🤖 AI Summary
This paper addresses the challenge of causal inference in biobank studies where survival outcomes are right-censored and instrumental variables (IVs) are both numerous and weak, with a non-negligible fraction being invalid. To tackle this, we propose a semiparametric accelerated failure time (AFT) model framework. Methodologically, we integrate augmented inverse probability weighting (AIPW) moment conditions with heteroskedasticity-based identification, yielding the GEL-NOW estimator: it employs Neyman-orthogonalized neural networks to handle high-dimensional nuisance parameters, explicitly corrects asymptotic bias arising from non-orthogonality, and incorporates a censoring-adjusted overidentification test. We establish √n-consistency and asymptotic normality of the estimator under mild regularity conditions.
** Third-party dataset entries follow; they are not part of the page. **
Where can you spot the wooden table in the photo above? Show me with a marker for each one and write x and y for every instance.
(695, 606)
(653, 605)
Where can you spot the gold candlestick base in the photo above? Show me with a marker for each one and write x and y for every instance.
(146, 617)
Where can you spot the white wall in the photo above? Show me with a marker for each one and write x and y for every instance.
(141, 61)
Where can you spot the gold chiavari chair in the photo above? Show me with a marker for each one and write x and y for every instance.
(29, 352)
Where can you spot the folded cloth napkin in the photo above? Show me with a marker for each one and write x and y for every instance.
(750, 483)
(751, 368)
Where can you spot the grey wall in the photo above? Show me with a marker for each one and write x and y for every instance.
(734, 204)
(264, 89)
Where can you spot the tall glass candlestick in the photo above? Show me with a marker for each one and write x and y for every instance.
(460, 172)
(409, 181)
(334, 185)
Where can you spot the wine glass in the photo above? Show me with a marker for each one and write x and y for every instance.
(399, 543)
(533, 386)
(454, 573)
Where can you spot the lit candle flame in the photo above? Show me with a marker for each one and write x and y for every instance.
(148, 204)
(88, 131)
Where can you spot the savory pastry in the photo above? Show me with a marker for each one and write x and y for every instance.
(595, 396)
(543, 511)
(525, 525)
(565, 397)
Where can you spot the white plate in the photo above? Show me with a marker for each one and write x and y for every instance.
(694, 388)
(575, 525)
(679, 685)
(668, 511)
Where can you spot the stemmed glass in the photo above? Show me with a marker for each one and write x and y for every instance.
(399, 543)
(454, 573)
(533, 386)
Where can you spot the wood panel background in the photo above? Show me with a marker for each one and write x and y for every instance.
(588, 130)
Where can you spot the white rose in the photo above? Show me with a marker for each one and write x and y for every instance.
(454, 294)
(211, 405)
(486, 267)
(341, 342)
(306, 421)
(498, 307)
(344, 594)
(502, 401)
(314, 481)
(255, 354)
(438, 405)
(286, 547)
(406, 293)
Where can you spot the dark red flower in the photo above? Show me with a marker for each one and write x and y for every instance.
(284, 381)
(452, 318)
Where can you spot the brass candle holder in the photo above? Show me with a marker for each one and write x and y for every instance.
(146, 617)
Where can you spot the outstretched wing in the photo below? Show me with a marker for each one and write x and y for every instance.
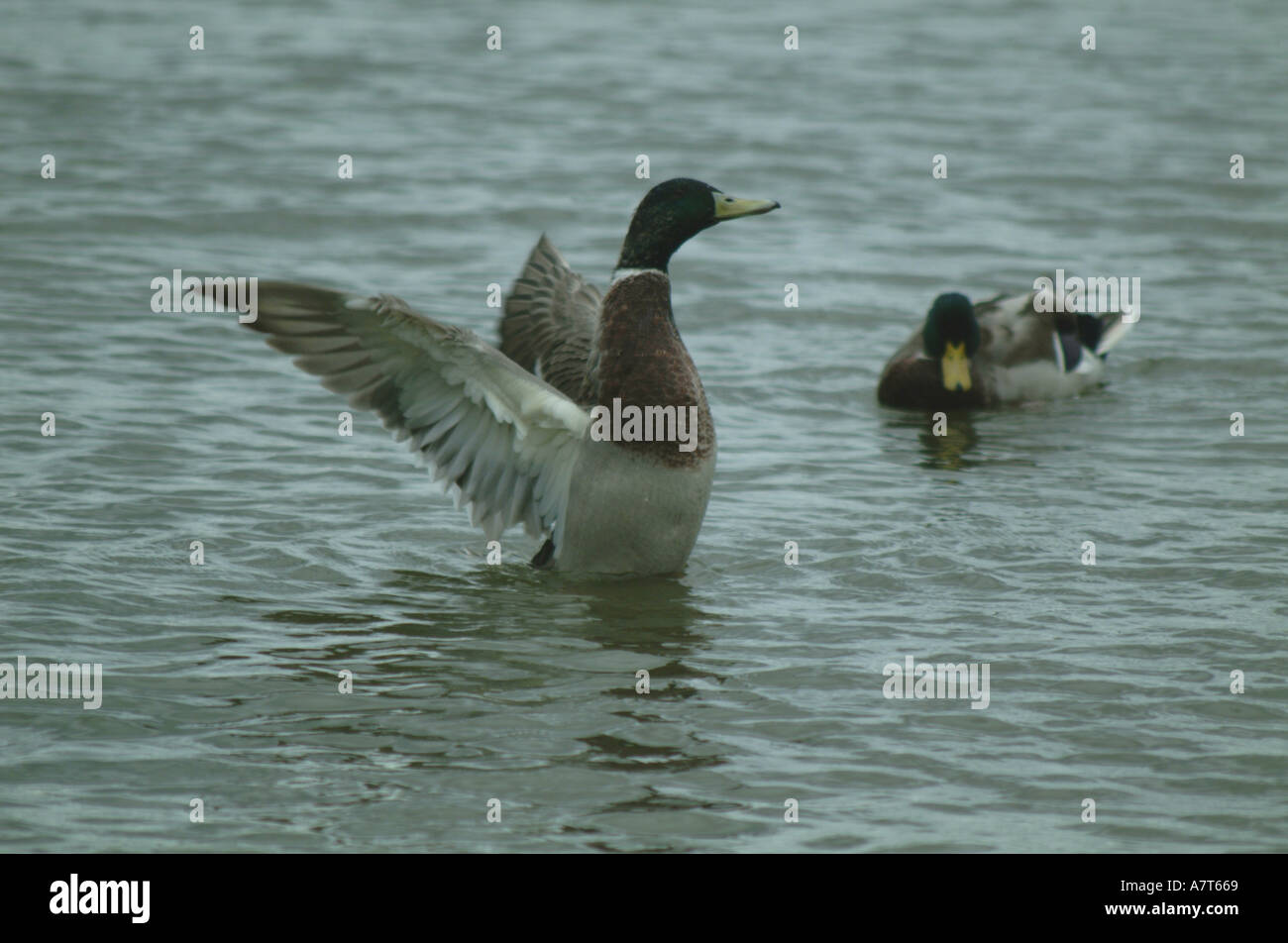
(550, 320)
(497, 434)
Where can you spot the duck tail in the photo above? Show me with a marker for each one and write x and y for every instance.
(1108, 330)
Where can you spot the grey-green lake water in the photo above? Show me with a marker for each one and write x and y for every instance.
(475, 681)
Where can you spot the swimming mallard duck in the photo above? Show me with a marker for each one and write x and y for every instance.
(1003, 351)
(518, 433)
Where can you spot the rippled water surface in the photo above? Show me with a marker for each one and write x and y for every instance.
(329, 554)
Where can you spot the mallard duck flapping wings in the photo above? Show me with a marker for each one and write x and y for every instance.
(511, 432)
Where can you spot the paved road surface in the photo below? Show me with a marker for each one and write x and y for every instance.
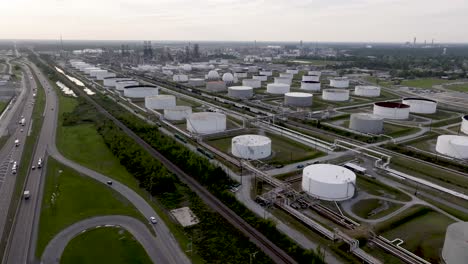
(56, 246)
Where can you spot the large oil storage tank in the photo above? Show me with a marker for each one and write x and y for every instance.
(251, 147)
(336, 95)
(252, 83)
(298, 99)
(339, 82)
(158, 102)
(421, 105)
(262, 78)
(242, 92)
(464, 125)
(140, 91)
(391, 110)
(196, 82)
(206, 122)
(367, 91)
(278, 88)
(111, 81)
(366, 123)
(215, 86)
(328, 182)
(455, 250)
(177, 113)
(311, 78)
(120, 85)
(213, 75)
(283, 80)
(180, 78)
(453, 146)
(310, 86)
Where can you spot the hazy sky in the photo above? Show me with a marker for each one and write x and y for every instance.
(278, 20)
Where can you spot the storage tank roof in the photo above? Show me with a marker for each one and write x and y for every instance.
(329, 173)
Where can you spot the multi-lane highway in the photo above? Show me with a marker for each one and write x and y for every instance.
(24, 236)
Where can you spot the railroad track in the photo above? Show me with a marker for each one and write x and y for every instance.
(268, 247)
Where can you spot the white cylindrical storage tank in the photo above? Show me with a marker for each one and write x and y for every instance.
(252, 83)
(140, 91)
(311, 78)
(111, 81)
(262, 78)
(391, 110)
(278, 88)
(342, 82)
(213, 75)
(101, 75)
(252, 147)
(215, 86)
(287, 75)
(162, 101)
(177, 113)
(206, 122)
(180, 78)
(328, 182)
(298, 99)
(240, 92)
(455, 250)
(292, 71)
(283, 80)
(366, 123)
(453, 146)
(266, 73)
(241, 75)
(310, 86)
(421, 105)
(337, 95)
(120, 85)
(196, 82)
(367, 91)
(464, 125)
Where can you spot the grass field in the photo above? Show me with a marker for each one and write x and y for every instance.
(365, 207)
(104, 245)
(425, 83)
(70, 197)
(283, 150)
(421, 229)
(377, 188)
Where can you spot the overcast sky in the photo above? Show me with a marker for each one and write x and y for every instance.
(261, 20)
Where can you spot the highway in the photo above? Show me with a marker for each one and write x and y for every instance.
(56, 246)
(23, 240)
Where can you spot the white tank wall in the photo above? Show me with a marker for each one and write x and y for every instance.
(140, 92)
(251, 147)
(455, 250)
(278, 88)
(453, 146)
(335, 95)
(464, 125)
(121, 85)
(391, 113)
(367, 91)
(177, 113)
(339, 83)
(158, 102)
(328, 182)
(252, 83)
(310, 86)
(206, 123)
(421, 106)
(283, 80)
(311, 78)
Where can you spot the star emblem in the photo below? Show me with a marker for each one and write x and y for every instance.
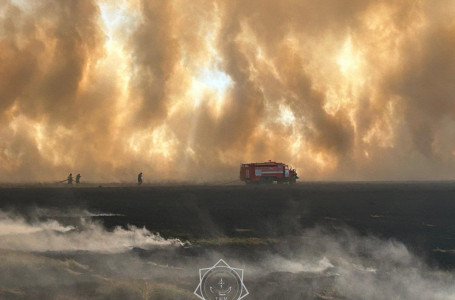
(221, 282)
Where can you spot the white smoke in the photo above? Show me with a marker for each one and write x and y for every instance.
(18, 234)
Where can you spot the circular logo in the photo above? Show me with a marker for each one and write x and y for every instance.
(221, 283)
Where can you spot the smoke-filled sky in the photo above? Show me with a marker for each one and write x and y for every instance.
(188, 90)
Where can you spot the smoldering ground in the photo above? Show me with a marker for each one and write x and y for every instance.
(43, 258)
(187, 90)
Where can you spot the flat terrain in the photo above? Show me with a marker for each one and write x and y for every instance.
(306, 241)
(421, 215)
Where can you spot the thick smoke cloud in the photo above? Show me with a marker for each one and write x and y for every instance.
(38, 261)
(188, 90)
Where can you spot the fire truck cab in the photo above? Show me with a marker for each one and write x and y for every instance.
(267, 172)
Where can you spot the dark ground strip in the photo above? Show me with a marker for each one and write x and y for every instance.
(419, 214)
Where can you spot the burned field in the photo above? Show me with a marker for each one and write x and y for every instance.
(307, 241)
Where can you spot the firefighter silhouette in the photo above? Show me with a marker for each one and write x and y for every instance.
(139, 178)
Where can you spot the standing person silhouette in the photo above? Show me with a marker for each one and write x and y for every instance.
(139, 179)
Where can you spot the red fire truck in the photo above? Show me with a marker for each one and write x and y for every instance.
(267, 172)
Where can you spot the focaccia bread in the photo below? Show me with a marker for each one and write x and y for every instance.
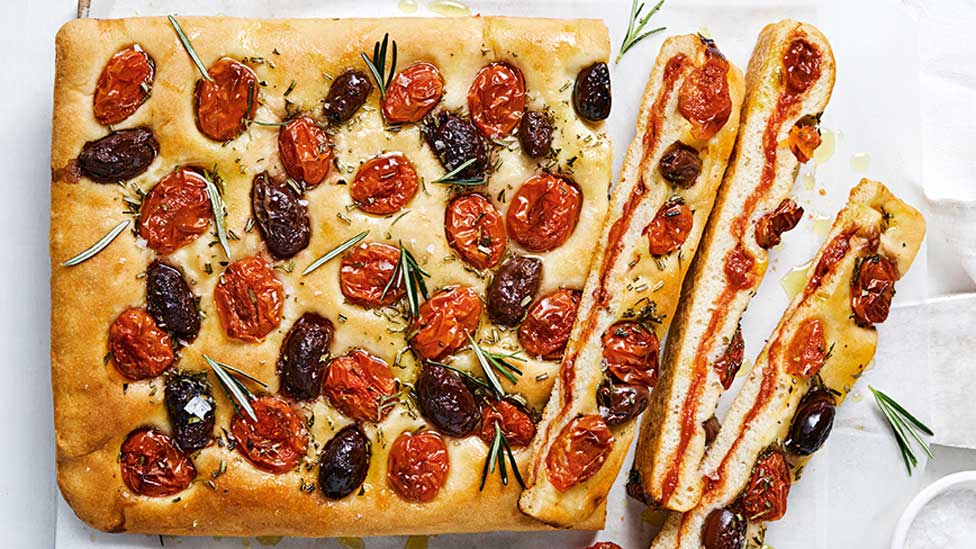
(821, 346)
(480, 171)
(788, 84)
(687, 125)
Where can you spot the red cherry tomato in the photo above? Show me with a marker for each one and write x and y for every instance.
(140, 349)
(176, 211)
(277, 441)
(153, 466)
(249, 299)
(124, 84)
(417, 466)
(475, 230)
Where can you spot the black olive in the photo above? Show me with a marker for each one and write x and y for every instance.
(724, 529)
(812, 422)
(170, 301)
(513, 289)
(446, 401)
(190, 404)
(301, 361)
(280, 215)
(344, 463)
(119, 156)
(348, 92)
(591, 94)
(455, 140)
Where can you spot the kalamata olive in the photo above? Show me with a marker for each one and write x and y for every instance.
(812, 423)
(446, 401)
(455, 140)
(513, 289)
(171, 302)
(535, 134)
(348, 92)
(190, 405)
(591, 94)
(620, 403)
(344, 463)
(724, 529)
(304, 352)
(119, 156)
(281, 217)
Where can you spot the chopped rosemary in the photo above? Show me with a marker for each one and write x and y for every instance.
(98, 246)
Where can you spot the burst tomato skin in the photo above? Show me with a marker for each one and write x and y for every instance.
(417, 466)
(445, 322)
(140, 348)
(277, 441)
(124, 85)
(412, 93)
(249, 299)
(153, 466)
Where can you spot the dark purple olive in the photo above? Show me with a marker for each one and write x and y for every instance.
(446, 401)
(344, 463)
(455, 140)
(170, 301)
(348, 92)
(513, 289)
(620, 403)
(812, 422)
(280, 215)
(303, 355)
(591, 94)
(724, 529)
(535, 134)
(119, 156)
(190, 405)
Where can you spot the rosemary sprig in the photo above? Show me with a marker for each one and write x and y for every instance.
(334, 252)
(98, 246)
(189, 48)
(635, 26)
(377, 65)
(904, 425)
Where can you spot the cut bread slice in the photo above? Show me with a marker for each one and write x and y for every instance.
(788, 83)
(689, 117)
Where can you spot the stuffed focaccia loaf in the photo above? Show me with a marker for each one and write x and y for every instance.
(788, 84)
(685, 131)
(820, 348)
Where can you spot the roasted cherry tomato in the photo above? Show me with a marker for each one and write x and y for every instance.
(873, 289)
(445, 322)
(125, 83)
(630, 353)
(417, 466)
(807, 349)
(578, 452)
(277, 441)
(670, 227)
(516, 425)
(496, 99)
(475, 230)
(365, 275)
(305, 149)
(140, 349)
(544, 212)
(764, 498)
(175, 211)
(226, 103)
(384, 184)
(546, 327)
(360, 386)
(153, 466)
(412, 93)
(249, 299)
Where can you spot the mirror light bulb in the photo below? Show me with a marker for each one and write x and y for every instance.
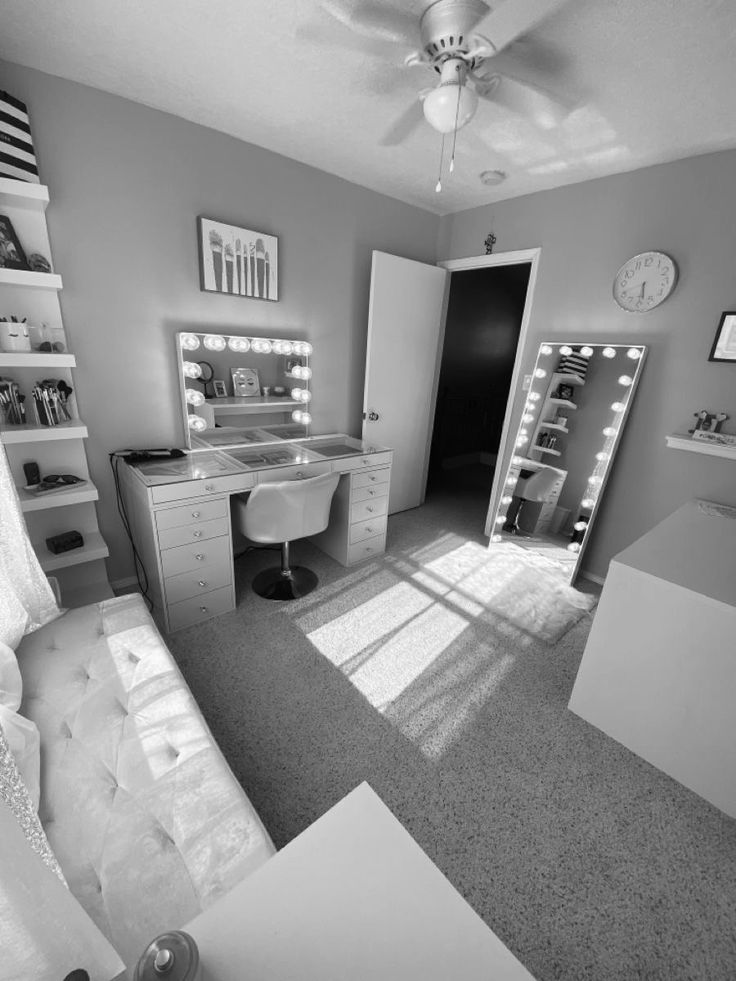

Simulation studies and empirical analysis using UK Biobank data demonstrate that the method remains robust, efficient, and interpretable even under severe right-censoring, pervasive weak instruments, and substantial IV invalidity.
📝 Abstract
We propose a semiparametric framework for causal inference with right-censored survival outcomes and many weak invalid instruments, motivated by Mendelian randomization in biobank studies where classical methods may fail. We adopt an accelerated failure time model and construct a moment condition based on augmented inverse probability of censoring weighting, incorporating both uncensored and censored observations. Under a heteroscedasticity-based condition on the treatment model, we establish point identification of the causal effect despite censoring and invalid instruments. We propose GEL-NOW (Generalized Empirical Likelihood with Non-Orthogonal and Weak moments) for valid inference under these conditions. A divergent number of Neyman orthogonal nuisance functions is estimated using deep neural networks. A key challenge is that the conditional censoring distribution is a non-Neyman orthogonal nuisance, contributing to the first-order asymptotics of the estimator for the target causal effect parameter. We derive the asymptotic distribution and explicitly incorporate this additional uncertainty into the asymptotic variance formula. We also introduce a censoring-adjusted over-identification test that accounts for this variance component. Simulation studies and UK Biobank applications demonstrate the method's robustness and practical utility.